Saturday, April 09, 2022

Today in 1865: Gen. Robert E. Lee Surrenders, Ending U.S. Civil War

 



History.com explains.

In retreating from the Union army’s Appomattox Campaign, the Army of Northern Virginia had stumbled through the Virginia countryside stripped of food and supplies. At one point, Union cavalry forces under General Philip Sheridan had actually outrun Lee’s army, blocking their retreat and taking 6,000 prisoners at Sayler’s Creek. Desertions were mounting daily, and by April 8 the Confederates were surrounded with no possibility of escape. On April 9, Lee sent a message to Grant announcing his willingness to surrender. The two generals met in the parlor of the Wilmer McLean home at one o’clock in the afternoon.

Note the extremely generous terms of surrender:

Lee asked for the terms, and Grant hurriedly wrote them out. All officers and men were to be pardoned, and they would be sent home with their private property–most important, the horses, which could be used for a late spring planting. Officers would keep their side arms, and Lee’s starving men would be given Union rations.

Grant said “[The Rebels] were now our countrymen.
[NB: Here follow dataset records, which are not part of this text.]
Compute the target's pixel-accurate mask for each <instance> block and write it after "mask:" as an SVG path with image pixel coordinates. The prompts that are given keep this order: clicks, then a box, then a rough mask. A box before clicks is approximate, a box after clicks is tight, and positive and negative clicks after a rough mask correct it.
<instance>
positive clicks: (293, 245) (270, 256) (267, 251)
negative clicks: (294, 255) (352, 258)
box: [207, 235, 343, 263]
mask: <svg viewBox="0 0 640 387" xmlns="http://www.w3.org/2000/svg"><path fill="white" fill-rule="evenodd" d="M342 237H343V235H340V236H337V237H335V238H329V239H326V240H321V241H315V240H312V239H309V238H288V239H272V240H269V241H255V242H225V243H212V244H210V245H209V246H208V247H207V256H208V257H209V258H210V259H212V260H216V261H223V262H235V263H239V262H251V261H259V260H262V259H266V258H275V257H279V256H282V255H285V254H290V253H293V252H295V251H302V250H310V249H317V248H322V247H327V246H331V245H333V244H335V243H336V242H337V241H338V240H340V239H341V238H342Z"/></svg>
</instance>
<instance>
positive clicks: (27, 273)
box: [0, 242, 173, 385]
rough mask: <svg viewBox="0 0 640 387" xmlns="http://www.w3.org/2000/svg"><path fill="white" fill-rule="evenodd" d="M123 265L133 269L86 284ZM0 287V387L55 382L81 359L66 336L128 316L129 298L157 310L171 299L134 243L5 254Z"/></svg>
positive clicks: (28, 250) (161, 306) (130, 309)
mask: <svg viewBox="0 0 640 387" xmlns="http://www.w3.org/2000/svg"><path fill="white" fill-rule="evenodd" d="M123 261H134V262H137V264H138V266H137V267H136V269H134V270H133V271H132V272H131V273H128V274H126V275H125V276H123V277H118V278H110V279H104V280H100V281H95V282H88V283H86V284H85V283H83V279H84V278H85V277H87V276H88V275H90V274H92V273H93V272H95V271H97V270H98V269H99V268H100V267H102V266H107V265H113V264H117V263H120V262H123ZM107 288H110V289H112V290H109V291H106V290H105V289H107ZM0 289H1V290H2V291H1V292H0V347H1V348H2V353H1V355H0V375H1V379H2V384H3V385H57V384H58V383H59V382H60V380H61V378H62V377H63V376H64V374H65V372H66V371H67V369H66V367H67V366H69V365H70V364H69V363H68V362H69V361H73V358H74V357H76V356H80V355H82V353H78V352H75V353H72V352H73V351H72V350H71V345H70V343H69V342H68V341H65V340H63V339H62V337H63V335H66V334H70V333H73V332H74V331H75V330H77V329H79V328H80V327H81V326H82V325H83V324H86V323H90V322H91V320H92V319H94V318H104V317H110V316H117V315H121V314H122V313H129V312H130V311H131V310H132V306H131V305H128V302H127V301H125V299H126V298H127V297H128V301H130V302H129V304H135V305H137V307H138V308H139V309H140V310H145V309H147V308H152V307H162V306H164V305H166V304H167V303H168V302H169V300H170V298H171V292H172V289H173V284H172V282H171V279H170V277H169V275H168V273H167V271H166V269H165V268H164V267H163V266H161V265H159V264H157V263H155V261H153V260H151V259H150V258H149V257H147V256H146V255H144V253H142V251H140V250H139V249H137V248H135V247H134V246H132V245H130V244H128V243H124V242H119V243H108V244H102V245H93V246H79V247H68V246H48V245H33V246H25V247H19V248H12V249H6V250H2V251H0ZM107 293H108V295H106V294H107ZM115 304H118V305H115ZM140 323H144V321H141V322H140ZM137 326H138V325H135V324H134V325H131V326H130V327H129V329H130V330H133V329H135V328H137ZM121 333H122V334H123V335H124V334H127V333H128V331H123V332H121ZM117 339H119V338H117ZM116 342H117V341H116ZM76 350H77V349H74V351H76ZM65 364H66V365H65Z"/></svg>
We did not want to exult over their downfall”.

It’s very apparent from reading Grant’s account of the surrender in his memoirs that his immense respect for General Lee and their shared West Point heritage got in the way here:

… I felt like anything rather than rejoicing at the downfall of a foe who had fought so long and valiantly, and had suffered so much for a cause, though that cause was, I believe, one of the worst for which a people ever fought, and one for which there was the least excuse. I do not question, however, the sincerity of the great mass of those who were opposed to us ...

We soon fell into a conversation about old army times. He remarked that he remembered me very well in the old army; and I told him that as a matter of course I remembered him perfectly, but from the difference in our rank and years (there being about sixteen years' difference in our ages), I had thought it very likely that I had not attracted his attention sufficiently to be remembered by him after such a long interval. Our conversation grew so pleasant that I almost forgot the object of our meeting. After the conversation had run on in this style for some time, General Lee called my attention to the object of our meeting, and said that he had asked for this interview for the purpose of getting from me the terms I proposed to give his army.

Five days later President Lincoln was assassinated. Grant won two terms as president starting in 1868 and was a key leader in the Reconstruction effort, which Johnson (Lincoln’s vice president) had resisted.

I’m a little surprised that this day is not more widely known, remembered, and commemorated since the U.S. Civil War was one of the bloodiest and ugliest wars in our history.